Understanding Threat Hunting Initiation
How is the hypothesis formed?
When I first learned about Threat Hunting, the biggest question I had was, how is the hypothesis formed, how do you come to the point of forming a hypothesis that serves as the basis for the threat hunting investigation. After spending time in my home lab I believe I have answered the question for myself or at least for my lab environment.
I have started writing SOC analysis reports based on alerts triggered in my Splunk instance. One of the things I have learned from conducting adversary emulation exercises, is that an attack can lead to multiple alerts getting triggered. These alerts individually are only puzzle pieces that when put together tell a bigger story than what is indicated by each alert alone.

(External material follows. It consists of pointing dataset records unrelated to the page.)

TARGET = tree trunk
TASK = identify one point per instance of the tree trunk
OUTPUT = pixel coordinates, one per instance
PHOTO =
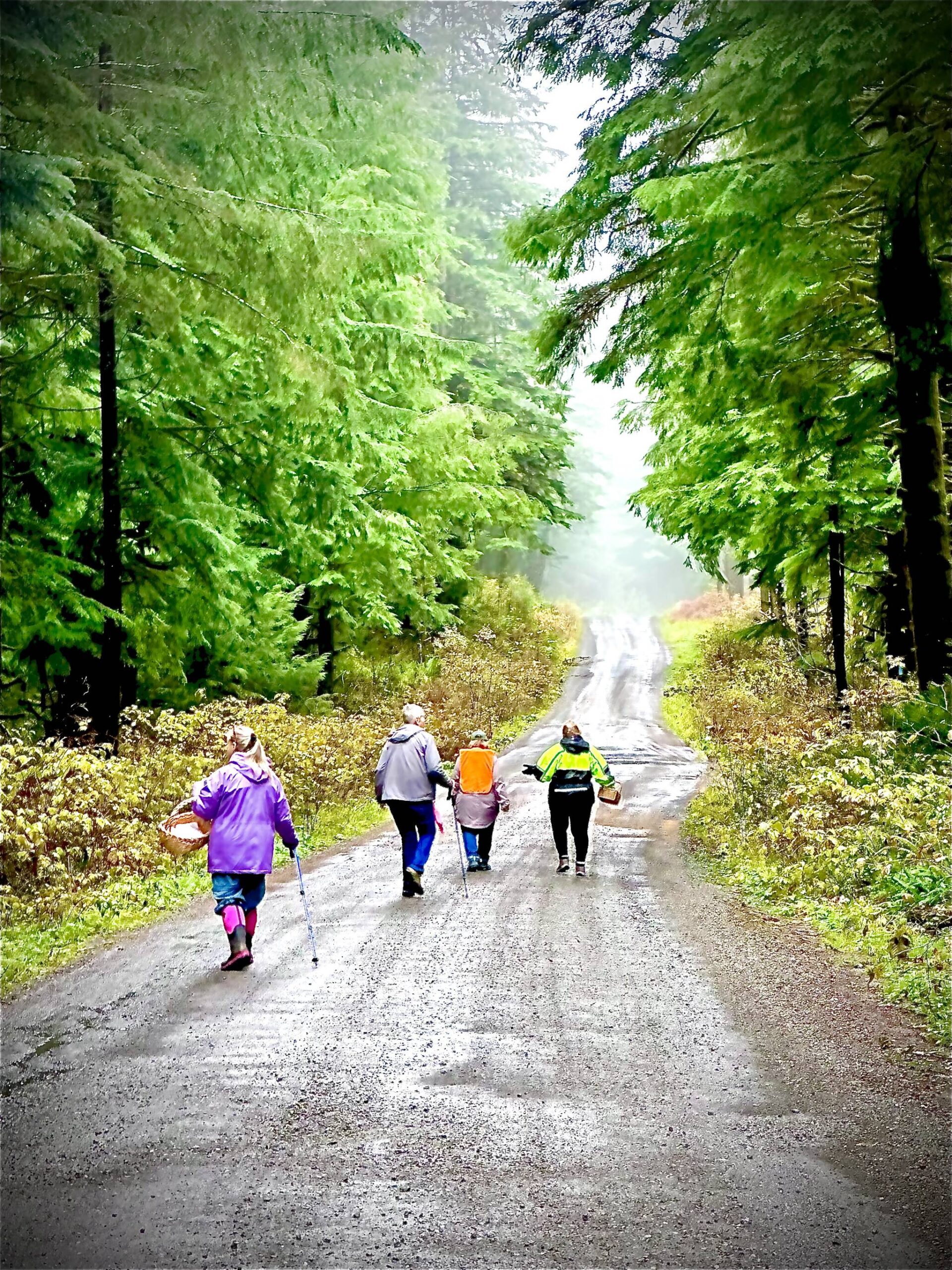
(912, 302)
(838, 602)
(325, 645)
(781, 602)
(801, 623)
(107, 699)
(895, 609)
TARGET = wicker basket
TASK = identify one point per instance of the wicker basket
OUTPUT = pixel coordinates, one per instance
(180, 832)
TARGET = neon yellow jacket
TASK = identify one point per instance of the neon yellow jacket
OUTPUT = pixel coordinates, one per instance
(572, 763)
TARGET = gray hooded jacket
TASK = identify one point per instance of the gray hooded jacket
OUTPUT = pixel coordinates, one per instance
(409, 767)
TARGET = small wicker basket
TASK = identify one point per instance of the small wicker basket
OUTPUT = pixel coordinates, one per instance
(180, 832)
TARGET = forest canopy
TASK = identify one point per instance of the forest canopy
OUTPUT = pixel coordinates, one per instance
(762, 218)
(267, 388)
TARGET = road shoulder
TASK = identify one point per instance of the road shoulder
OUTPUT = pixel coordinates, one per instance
(874, 1092)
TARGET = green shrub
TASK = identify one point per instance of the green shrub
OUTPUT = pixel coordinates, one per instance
(848, 827)
(80, 846)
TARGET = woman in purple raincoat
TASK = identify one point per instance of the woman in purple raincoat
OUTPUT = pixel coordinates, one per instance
(246, 807)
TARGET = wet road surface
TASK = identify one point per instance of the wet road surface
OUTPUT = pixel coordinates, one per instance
(542, 1076)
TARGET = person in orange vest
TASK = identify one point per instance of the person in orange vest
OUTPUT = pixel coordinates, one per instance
(479, 795)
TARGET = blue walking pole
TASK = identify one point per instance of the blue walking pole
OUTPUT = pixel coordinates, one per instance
(463, 863)
(307, 913)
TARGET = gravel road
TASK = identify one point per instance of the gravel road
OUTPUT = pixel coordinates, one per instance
(615, 1071)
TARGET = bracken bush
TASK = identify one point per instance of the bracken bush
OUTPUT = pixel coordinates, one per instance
(79, 827)
(847, 826)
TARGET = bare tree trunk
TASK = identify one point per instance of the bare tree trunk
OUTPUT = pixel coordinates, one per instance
(838, 602)
(107, 697)
(801, 622)
(895, 607)
(325, 645)
(912, 300)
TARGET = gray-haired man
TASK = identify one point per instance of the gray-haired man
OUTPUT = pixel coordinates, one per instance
(407, 780)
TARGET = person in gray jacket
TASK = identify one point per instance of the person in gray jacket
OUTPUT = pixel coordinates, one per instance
(407, 780)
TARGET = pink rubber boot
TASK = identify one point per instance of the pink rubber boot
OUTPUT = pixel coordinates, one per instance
(250, 924)
(239, 955)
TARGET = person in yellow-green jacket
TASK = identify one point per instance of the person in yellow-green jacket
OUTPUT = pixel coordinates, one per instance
(568, 769)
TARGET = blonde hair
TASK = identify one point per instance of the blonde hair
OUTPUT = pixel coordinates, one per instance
(245, 741)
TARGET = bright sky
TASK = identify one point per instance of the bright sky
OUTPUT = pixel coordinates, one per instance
(611, 562)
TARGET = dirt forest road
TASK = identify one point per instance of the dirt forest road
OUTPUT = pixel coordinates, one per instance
(625, 1070)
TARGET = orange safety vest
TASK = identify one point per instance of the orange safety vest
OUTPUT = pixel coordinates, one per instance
(476, 770)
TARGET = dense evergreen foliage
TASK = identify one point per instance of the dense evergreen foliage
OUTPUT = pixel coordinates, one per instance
(765, 200)
(320, 409)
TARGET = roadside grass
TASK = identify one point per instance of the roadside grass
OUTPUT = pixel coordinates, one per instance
(683, 638)
(82, 859)
(126, 902)
(848, 831)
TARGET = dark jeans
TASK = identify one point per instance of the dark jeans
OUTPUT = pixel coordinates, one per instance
(477, 842)
(243, 889)
(418, 828)
(575, 811)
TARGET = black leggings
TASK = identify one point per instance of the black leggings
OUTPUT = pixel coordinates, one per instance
(575, 811)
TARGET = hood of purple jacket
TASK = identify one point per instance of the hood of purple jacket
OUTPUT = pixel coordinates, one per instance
(249, 770)
(246, 807)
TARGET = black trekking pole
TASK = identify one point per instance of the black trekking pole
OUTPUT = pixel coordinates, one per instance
(459, 842)
(307, 915)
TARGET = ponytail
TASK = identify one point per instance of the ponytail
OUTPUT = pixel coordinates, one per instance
(249, 745)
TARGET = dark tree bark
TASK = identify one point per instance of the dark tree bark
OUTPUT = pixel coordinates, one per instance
(325, 645)
(895, 606)
(801, 623)
(319, 636)
(838, 602)
(106, 700)
(781, 602)
(912, 302)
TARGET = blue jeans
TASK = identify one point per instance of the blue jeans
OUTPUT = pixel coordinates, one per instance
(243, 889)
(477, 842)
(418, 828)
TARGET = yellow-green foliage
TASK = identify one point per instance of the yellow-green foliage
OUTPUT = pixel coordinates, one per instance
(847, 827)
(80, 851)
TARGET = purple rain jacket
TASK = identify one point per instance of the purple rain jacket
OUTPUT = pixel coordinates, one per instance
(246, 807)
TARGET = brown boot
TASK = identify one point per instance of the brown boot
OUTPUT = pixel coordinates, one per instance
(239, 956)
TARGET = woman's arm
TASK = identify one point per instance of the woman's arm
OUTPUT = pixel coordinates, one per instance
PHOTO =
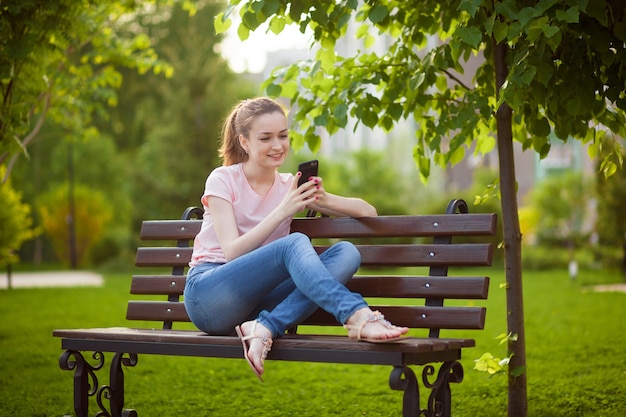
(339, 206)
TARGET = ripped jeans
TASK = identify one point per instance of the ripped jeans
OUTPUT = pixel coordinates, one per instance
(279, 284)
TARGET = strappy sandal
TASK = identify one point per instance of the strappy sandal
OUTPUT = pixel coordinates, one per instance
(267, 346)
(374, 317)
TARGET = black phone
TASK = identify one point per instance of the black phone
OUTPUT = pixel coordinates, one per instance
(308, 169)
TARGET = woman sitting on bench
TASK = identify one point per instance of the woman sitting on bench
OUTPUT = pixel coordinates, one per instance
(247, 268)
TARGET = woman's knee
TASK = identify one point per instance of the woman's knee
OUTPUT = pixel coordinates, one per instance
(349, 254)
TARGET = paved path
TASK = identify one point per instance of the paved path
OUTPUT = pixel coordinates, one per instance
(51, 279)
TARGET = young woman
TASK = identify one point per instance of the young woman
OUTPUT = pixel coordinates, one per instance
(248, 273)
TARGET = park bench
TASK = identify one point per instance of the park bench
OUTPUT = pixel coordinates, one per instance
(386, 243)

I began thinking ahead, ok so once I have several reports, the hypothesis could be formed from reviewing multiple reports filed on different alerts, and this would initiate a threat hunting exercise. This is an exciting realization to me because It lets me see how to utilize the reports Im writing. The reports themselves open the door to conducting treat detection in my home lab environment.
Its been about a year since I wrote a SOC analysis report and recently got my lab to a point where this is a logical next step to begin working on. So understanding how to further utilize these reports once I have several completed opens the next door.
Skills building on top of skills, deeper understanding of how things connect and work together. This is a great learning experience!